En cualquier caso, la física actual no estaba a la altura de construir una máquina del tiempo ni lo iba a estar hasta dentro de al menos otro milenio; si se conseguía algún día…

¿Podrían haber usado la ingeniería de recombinación genética para juntar fragmentos de ADN de dinosaurio como en aquella película que le encantaba cuando era pequeño? Tampoco. Era una fantasía agradable pero el ADN era muy frágil. Se rompía demasiado rápido. Lo máximo que se había recuperado dentro de ámbar fosilizado habían sido diminutos fragmentos de genes de insecto. ¿Lo de pegar los fragmentos? Ridículo. Sería como intentar reconstruir las obras de Shakespeare a partir de las cenizas de una página quemada, una que sólo contuviera las palabras «nunca», «mancillar» y «de». Y, además, que las cenizas no sólo fueran de esa página sino de una biblioteca de cien mil volúmenes que incluyeran a Mikel Spillane y Dorothy Sayers, a Horace Walpole y a Jeane Dixon, las Actas del Congreso y las obras completas de Stephen King.

No funcionaría.

Se aprovecharía mejor el tiempo, por ejemplo, intentando restaurar la Venus de Milo buscando por las playas del Mediterráneo los granitos de marfil que una vez fueron sus brazos.

¿Podría ser falsa?

Ésa era la posibilidad más probable. Él mismo había diseccionado al animal, se había manchado las manos con su sangre, había sentido la textura y la resistencia de sus músculos. La criatura había estado viva no hacía mucho.

Por trabajo, Leyster seguía las publicaciones sobre biología con atención. Sabía exactamente qué era posible y qué no. ¿Fabricar un pseudodinosaurio? ¿Desde cero? Los científicos tenían suerte si lograban formar un virus. La ameba más simple les pillaba a años luz.
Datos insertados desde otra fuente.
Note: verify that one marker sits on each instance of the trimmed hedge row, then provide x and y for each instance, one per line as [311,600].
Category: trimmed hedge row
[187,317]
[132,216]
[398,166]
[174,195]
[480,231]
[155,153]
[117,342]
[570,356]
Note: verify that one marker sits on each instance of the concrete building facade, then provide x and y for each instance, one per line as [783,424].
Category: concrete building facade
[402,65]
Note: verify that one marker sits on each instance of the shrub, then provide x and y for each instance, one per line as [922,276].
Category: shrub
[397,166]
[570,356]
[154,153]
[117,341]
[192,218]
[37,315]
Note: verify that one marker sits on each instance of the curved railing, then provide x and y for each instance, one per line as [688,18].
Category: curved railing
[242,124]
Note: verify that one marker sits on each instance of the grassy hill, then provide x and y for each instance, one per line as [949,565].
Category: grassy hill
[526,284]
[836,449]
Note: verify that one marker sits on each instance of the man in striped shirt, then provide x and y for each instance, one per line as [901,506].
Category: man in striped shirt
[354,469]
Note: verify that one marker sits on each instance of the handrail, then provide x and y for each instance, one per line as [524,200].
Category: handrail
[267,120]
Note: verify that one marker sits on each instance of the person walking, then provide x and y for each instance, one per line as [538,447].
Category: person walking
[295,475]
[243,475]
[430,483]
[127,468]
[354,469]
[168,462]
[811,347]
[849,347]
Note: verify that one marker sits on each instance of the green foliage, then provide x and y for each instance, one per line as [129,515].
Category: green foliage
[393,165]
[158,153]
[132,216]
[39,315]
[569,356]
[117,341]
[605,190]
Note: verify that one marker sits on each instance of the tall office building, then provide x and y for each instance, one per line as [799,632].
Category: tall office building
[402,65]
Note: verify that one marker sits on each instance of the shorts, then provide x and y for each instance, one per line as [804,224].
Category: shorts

Así que eso era todo. Había sólo tres explicaciones posibles y cada una era más imposible que la anterior.

¡Pero Griffin sabía la respuesta! Griffin la sabía y se la podría dar y había dejado su tarjeta. ¿Dónde estaba? En algún lugar de su escritorio. Cogió la tarjeta. Decía:

H. JAMISON GRIFFIN

Administrador

Nada más. No había dirección. Ni teléfono. Ni fax. Ni e-mail. Ni siquiera incluía la organización a la que pertenecía.

Griffin no había dejado modo de ponerse en contacto con él.

Leyster cogió el teléfono y tras obtener línea externa marcó el número de información. Al mismo tiempo se conectó a Internet. Hay millones de datos por ahí. Los días en que una persona podía desaparecer sin dejar rastro habían acabado hacía tiempo. Seguro que encontraría a Griffin.

Pero tras una hora tuvo que admitir su derrota. El nombre de Griffin no figuraba en ningún listado que Leyster pudiera localizar. No trabajaba para ninguna agencia del gobierno conocida. Que Leyster supiera, nunca había enviado comentarios sobre ningún tema, ni había sido mencionado aunque fuera brevemente por nadie.

El hombre parecía no existir.

Finalmente, Leyster sólo podía esperar. Esperar y confiar en que el cabrón volviera.

¿Y si no lo hacía? ¿Y si nunca regresaba?

Esto es lo que Leyster se preguntaría cien veces todos los días, durante un año y medio. Ése es el tiempo que tardó Griffin en encontrar un momento para poner fin a su silencio con una llamada telefónica.